Inside one of the San Luis Valley (SLV) Mobile Health Units, you’ll find a team of women who are deeply committed to caring for moms dealing with substance use disorder and are also passionate about the unique role these mobile units play in a successful recovery. We talked with Jennifer Brooks, the peer specialist on the unit who helps clients set up therapy appointments, connects them to different programs inside and outside the agency and offers guidance for clients with different needs. We also spoke with Valerie, the counselor on board who helps clients when they have a bad day or need immediate assistance in any area of life. And we talked with Robyn Hindes – the nurse on board the mobile unit – and Lindsey Renner, a Nurse Practitioner connected remotely to the team from Denver. This is a compilation of their thoughts, offering an inside look at what it means to provide mobile connections to moms when and where they need it.
“Just being mobile in a rural area is a huge benefit. A lot of our mothers don’t have transportation, and they have to walk to get treatment. We want to be in towns where they need us the most and help to take away transportation barriers. In addition, these moms are facing more than just transportation barriers. They also often are seeking food security, need a place to live, etc. We triage those things through other supports and work to help them with all that is going on in their lives.
The mobile units work especially well because, for a lot of moms, going into a larger scale clinical setting is not comfortable. In the mobile unit, there aren’t a lot of people around, and there isn’t a chance that their friends and neighbors will see them go to a clinic and wonder about what they are doing. Since we don’t have any signage that talks about substance use, there is much more privacy here. It’s a place for one-stop care. Plus, here they feel like they really matter: there are four people who are just focused on them. We don’t just give them meds and send them on their way. We help them with counseling about how to be a parent, a wife, how to interact with their families and more. We meet with recurring clients 30 minutes a week and we help them navigate living independently.
We know what these moms are going through, and we connect to our inner compassion and empathy to keep them engaged with our services. If they don’t show up for a meeting, we don’t just discharge them - doing that could mean that it might take too long to get them back to treatment. Instead, we tell them that we understand that they may not be ready, and that we will be here for them when they are. We welcome them back, and we help them to see how they can succeedl.

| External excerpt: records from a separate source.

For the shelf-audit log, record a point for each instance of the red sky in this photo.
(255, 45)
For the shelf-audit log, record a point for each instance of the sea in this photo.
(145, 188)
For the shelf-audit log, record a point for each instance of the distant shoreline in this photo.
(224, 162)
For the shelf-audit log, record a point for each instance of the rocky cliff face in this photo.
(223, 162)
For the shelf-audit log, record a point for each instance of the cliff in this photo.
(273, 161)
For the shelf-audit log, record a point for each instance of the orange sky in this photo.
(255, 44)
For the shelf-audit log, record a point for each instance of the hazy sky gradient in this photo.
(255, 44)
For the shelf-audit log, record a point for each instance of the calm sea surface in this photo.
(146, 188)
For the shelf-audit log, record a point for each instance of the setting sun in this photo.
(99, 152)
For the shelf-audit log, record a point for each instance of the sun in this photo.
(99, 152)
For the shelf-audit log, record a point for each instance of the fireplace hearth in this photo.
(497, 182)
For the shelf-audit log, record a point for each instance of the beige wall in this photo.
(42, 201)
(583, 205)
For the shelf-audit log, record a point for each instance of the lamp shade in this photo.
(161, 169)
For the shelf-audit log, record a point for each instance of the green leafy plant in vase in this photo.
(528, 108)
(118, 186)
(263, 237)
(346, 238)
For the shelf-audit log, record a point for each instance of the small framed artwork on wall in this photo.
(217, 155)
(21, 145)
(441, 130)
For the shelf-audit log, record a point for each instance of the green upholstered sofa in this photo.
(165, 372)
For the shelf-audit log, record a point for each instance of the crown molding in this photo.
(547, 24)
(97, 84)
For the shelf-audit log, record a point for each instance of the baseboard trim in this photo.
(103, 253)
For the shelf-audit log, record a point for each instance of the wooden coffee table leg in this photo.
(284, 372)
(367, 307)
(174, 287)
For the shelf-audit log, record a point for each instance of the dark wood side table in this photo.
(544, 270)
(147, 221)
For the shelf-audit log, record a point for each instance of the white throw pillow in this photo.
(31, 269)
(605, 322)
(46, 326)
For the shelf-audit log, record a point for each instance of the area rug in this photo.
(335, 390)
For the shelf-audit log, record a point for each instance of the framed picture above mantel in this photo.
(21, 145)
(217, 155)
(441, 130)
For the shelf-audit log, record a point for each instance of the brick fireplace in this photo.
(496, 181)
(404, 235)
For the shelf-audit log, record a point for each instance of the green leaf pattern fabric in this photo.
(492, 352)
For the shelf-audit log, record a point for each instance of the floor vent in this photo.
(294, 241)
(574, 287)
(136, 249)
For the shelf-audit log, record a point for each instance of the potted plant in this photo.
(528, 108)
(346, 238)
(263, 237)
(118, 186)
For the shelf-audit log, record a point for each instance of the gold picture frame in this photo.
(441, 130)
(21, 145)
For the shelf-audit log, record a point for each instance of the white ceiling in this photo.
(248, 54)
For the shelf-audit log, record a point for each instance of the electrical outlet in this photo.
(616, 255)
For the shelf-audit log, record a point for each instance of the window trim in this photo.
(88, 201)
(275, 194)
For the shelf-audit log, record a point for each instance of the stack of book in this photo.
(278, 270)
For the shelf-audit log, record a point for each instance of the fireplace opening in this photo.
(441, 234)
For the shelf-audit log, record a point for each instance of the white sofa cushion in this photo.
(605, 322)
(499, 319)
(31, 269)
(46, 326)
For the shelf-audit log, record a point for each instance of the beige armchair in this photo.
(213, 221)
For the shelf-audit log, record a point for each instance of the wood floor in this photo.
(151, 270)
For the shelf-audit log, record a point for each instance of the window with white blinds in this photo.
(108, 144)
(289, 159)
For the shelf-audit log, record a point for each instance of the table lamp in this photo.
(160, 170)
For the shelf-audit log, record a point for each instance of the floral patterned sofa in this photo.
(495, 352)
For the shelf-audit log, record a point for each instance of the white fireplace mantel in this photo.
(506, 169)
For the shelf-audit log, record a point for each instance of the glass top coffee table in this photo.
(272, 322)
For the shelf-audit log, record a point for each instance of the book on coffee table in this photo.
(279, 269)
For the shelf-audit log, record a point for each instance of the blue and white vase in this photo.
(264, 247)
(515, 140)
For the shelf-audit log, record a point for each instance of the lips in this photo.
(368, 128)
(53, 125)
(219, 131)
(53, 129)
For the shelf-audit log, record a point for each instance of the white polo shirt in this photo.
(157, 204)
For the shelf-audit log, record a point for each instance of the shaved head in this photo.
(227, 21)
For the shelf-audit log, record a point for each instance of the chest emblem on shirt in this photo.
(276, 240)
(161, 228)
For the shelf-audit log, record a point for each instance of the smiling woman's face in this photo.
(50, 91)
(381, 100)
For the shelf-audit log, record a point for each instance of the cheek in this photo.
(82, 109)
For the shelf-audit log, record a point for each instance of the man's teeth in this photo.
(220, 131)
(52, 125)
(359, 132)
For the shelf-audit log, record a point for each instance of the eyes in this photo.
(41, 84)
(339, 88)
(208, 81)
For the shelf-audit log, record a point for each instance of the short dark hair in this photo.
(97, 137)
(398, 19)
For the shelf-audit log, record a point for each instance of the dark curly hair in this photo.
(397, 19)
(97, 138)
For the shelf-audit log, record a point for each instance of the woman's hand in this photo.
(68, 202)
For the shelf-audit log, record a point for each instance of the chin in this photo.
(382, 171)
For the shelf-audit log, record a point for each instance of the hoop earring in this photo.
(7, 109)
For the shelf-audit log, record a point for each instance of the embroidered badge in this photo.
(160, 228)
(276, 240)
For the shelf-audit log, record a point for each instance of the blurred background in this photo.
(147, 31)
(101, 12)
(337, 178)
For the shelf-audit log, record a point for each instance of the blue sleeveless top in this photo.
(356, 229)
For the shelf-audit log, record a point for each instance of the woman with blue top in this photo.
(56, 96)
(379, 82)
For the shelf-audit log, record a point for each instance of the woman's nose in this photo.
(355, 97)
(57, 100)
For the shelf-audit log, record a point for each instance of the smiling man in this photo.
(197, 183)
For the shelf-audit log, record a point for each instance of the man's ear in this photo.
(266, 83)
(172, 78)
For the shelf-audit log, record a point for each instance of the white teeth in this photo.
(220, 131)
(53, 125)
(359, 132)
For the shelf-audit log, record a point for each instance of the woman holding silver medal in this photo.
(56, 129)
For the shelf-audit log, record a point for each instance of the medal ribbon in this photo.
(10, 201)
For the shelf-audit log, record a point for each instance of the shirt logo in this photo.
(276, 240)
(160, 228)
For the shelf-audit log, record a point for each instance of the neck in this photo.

Reaching moms in rural areas like the San Luis Valley is really daunting. It is incredibly easy for people to get drugs here. Often, everybody knows a mom is using, and because it is often her friends and family who know, she can’t get away from it. It feels like there is no escape even when treatment is available. If these moms get turned away the one time they ask for help, they feel defeated and may give up. We never turn a mom away – even if we can’t get them an appointment right that minute. We bring them in, get their paperwork going, and tell them we are there for them. Our experience is that they almost always come back.
We have a patient now who has been coming to us for two years. She is over a year clean and now pregnant – she is absolutely glowing, and we are so excited for her. She is successful, her husband is successful and it is so amazing to see her and her cute baby bump! We know we can’t save everybody, but her success shows us that they are making it, and it makes our jobs so rewarding. Even when a mom comes back and tells us they used again, we’re just encouraged that they came back. And that’s what is important. We are here to assure them that they can make it. They can be successful. We’re here for them!”